Enterprise Modelling

Book Review:

J. Wagner, K. Schwarzenbacher: Förderative Unternehmensprozesse (Federated Business Processes), Technologies, Standards and Perspectives of Network Systems, (in German).

 

With its focus on technologies for interoperation of inter-organisational business systems, the book provides a good source of information on the current state of the art, providing a short outlook on the future as well. The authors present a range of core concepts for modelling, implementing and monitoring business processes. Starting with requirements of business application and their infrastructure, several technologies for service oriented architectures are presented and methodologies and tools for process design and monitoring of federated business processes are described. The main chapters of the book address technology related subjects like service-oriented architectures, workflow-controlled services, web and grid services, federated data management, information and communication portals. Related products and standards are identified.
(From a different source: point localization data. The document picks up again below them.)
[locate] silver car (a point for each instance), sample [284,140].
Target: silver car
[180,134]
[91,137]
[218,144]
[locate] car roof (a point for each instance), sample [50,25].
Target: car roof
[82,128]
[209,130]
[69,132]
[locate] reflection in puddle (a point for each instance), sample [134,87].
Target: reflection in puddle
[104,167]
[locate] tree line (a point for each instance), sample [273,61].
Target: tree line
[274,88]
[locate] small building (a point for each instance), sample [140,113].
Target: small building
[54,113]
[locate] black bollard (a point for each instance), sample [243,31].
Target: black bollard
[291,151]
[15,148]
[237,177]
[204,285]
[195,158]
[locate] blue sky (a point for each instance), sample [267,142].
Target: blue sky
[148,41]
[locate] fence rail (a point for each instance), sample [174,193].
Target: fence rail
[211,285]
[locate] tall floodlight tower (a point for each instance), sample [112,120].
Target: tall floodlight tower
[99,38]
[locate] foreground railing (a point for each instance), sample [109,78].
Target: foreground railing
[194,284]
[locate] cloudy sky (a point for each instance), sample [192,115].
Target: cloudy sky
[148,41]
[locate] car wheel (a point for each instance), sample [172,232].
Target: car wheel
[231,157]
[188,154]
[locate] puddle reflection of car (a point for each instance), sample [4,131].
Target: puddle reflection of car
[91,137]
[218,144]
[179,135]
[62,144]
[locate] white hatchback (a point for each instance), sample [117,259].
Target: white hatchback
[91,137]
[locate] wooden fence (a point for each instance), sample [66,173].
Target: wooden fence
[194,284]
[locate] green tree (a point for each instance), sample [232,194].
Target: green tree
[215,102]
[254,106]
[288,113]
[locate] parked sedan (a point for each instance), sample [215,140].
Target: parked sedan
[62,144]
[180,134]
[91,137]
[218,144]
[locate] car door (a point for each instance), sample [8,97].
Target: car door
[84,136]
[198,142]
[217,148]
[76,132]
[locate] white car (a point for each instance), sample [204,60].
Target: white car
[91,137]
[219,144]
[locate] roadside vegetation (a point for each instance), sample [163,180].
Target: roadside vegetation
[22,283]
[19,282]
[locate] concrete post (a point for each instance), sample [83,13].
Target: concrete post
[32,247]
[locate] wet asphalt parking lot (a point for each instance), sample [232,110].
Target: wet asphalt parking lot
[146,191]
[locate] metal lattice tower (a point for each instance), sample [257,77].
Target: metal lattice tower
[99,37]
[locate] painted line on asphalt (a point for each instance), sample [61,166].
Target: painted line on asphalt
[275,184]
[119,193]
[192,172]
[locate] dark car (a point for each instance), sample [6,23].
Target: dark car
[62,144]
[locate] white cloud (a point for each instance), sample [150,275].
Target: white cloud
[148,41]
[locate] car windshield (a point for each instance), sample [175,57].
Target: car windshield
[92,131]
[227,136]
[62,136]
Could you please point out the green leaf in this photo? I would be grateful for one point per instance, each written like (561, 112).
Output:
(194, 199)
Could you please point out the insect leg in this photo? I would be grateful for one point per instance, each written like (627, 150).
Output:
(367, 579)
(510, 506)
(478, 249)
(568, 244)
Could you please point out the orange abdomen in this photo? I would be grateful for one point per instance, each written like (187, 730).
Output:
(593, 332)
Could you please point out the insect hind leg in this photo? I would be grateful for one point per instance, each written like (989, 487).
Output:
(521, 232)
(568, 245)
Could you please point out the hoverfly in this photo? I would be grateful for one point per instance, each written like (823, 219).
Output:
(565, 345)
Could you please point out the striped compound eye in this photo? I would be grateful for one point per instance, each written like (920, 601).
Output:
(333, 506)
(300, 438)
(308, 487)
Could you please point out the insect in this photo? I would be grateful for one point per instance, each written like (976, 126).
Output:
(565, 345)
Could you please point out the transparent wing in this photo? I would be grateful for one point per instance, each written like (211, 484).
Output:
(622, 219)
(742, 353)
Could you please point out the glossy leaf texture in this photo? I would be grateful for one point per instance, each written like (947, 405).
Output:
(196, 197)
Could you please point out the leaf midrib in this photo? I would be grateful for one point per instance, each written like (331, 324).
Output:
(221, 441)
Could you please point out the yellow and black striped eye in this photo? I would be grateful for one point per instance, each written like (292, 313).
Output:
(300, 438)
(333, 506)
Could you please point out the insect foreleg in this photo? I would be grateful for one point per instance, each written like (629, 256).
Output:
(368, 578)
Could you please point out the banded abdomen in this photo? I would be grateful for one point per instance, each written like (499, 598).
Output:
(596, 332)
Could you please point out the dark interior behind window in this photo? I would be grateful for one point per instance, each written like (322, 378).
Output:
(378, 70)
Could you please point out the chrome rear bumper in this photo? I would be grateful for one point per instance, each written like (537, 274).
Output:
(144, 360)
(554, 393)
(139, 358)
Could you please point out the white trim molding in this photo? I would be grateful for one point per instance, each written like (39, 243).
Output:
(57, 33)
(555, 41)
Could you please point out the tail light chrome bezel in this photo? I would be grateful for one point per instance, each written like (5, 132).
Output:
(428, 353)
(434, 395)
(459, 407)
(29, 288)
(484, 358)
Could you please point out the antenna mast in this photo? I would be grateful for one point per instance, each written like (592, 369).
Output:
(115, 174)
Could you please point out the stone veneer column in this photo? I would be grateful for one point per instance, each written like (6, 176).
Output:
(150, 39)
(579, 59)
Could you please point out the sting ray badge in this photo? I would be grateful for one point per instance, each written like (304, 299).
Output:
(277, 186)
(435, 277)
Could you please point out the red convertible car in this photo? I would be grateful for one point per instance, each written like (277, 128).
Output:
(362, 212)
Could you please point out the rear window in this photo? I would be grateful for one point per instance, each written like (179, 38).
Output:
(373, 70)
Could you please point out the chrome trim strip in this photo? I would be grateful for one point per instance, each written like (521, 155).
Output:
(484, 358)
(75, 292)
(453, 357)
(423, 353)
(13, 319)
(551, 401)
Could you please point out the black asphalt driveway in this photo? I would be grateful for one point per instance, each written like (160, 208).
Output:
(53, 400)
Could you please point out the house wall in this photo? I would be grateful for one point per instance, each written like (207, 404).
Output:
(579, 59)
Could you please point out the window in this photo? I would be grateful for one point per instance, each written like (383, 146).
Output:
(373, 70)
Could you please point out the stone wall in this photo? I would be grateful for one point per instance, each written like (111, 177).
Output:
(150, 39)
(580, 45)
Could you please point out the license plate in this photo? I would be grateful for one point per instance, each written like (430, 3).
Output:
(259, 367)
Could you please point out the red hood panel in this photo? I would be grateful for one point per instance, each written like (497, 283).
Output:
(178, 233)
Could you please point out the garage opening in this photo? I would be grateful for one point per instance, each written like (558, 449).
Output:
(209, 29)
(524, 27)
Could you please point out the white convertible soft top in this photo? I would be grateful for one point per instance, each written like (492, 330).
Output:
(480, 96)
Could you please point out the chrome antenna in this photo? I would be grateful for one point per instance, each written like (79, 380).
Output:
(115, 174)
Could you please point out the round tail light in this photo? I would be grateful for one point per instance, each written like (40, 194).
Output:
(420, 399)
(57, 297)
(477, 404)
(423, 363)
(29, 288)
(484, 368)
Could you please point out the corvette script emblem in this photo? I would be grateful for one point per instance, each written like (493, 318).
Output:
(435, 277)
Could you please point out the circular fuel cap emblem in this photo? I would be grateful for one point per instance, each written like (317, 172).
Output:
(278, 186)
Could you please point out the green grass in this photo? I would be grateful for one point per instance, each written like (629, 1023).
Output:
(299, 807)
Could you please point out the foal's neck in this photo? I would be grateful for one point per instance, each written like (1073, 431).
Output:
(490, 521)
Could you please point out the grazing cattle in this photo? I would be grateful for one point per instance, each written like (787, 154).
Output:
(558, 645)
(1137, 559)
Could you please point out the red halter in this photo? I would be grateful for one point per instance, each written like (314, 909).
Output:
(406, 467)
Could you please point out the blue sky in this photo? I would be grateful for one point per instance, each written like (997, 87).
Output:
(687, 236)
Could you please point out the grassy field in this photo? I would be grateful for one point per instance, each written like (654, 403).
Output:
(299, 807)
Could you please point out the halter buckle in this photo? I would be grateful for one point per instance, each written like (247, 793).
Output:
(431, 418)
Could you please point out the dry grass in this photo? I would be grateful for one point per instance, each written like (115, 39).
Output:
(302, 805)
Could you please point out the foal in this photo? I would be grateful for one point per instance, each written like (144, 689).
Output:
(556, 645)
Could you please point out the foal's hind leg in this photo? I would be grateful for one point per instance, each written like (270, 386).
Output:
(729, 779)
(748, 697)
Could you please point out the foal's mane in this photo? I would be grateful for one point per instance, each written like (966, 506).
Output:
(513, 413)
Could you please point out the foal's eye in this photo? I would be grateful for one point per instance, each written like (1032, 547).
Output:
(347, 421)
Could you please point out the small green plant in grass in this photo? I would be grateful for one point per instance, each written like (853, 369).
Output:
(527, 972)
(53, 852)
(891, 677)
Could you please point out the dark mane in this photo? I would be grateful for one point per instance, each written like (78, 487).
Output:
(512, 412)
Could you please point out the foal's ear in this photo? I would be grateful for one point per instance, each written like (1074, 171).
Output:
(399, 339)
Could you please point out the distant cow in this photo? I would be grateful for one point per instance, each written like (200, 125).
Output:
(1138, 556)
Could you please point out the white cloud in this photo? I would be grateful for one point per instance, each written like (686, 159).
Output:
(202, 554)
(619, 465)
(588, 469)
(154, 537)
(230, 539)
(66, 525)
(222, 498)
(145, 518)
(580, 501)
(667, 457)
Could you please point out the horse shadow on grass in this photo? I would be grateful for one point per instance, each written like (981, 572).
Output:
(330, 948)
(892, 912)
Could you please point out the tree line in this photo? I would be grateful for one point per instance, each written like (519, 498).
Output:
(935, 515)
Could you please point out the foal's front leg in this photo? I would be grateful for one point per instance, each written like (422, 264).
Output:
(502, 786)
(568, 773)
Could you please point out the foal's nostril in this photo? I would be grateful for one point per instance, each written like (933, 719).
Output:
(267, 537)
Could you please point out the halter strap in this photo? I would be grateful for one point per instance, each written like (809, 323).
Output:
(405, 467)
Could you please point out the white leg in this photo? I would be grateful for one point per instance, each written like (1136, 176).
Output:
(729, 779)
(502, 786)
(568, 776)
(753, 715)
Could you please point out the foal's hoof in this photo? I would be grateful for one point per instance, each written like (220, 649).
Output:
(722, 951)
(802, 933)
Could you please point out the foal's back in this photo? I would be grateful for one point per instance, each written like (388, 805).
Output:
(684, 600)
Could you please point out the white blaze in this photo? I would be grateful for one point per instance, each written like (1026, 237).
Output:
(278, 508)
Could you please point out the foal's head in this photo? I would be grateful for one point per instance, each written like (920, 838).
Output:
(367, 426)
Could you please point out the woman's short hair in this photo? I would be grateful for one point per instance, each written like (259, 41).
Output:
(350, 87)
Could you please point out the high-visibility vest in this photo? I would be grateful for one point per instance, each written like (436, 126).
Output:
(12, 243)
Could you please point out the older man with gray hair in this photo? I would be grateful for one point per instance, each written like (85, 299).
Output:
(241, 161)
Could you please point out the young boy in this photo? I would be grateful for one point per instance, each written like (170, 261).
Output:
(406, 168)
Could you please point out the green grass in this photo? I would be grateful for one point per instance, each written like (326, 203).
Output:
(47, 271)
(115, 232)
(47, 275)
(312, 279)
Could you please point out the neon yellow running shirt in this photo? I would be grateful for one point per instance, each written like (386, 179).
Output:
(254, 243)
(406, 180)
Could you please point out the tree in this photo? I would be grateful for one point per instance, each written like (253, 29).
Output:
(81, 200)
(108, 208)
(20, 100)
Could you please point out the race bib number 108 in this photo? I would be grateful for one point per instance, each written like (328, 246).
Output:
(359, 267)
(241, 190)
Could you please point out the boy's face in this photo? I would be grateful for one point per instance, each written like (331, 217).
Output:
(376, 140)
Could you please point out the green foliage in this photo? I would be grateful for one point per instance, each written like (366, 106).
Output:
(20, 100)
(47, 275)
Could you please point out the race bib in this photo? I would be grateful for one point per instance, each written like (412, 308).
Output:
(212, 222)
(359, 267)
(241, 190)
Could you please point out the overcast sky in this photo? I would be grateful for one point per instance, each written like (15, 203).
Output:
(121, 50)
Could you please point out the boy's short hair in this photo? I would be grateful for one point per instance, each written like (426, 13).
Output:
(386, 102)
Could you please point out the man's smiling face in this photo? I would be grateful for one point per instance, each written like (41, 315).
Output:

Federated business processes are understood by the authors as a concept to organise contract-based co-operations between independent organisations, which support the exchange of information, products and services. One of the key advantage of the concept of federation is the hiding of the internal structure of the individual processes and their internal knowledge from the participating organisations as much as possible. Only those objects that are to be exchanged will be disclosed to the collaborators. This means partners still have the freedom to change and improve their processes without violating the co-operation agreements. But to interoperate across organisational boundaries, process interfaces have to be provided that enable the desired exchange.

Service-oriented architectures will use web service- and portlet-based applications as re-useable building blocks for the design of business processes. These applications are linked by workflows and use service based infrastructures to support their execution. Such architectures can be structured differently.

Structuring by server leads to 4-tier architectures with consumer (networks), portal (web servers), process (application servers) and resource (data base servers, etc.) layers.

Structuring by abstraction provides an additional structure, which is orthogonal to the first one. This has lead to the development of specific infrastructure services or middleware.

Structuring by business objects follows the object-orientation paradigm, allowing to hide object internals. However, the authors state the problems with business objects due to their undefined behaviour, which will occur in many object instances. The latter is due to the multiple interdependencies of object data and the many relations between the business objects themselves.

Structuring by workflows provides isolation between business functionalities and their connecting control flow thereby allowing changes to either one without changing the other.

Products which are applicable in the different areas mentioned above are presented from: BEA Systems, Brainloop, IBM, IDS Scheer, Microsoft, Oracle, SAP, and Siebel. A final chapter identifies relevant standards defined by industry consortia for the areas of communication, workflow, platforms (workflow, web service and collaboration), domain models, security and content (access and representation).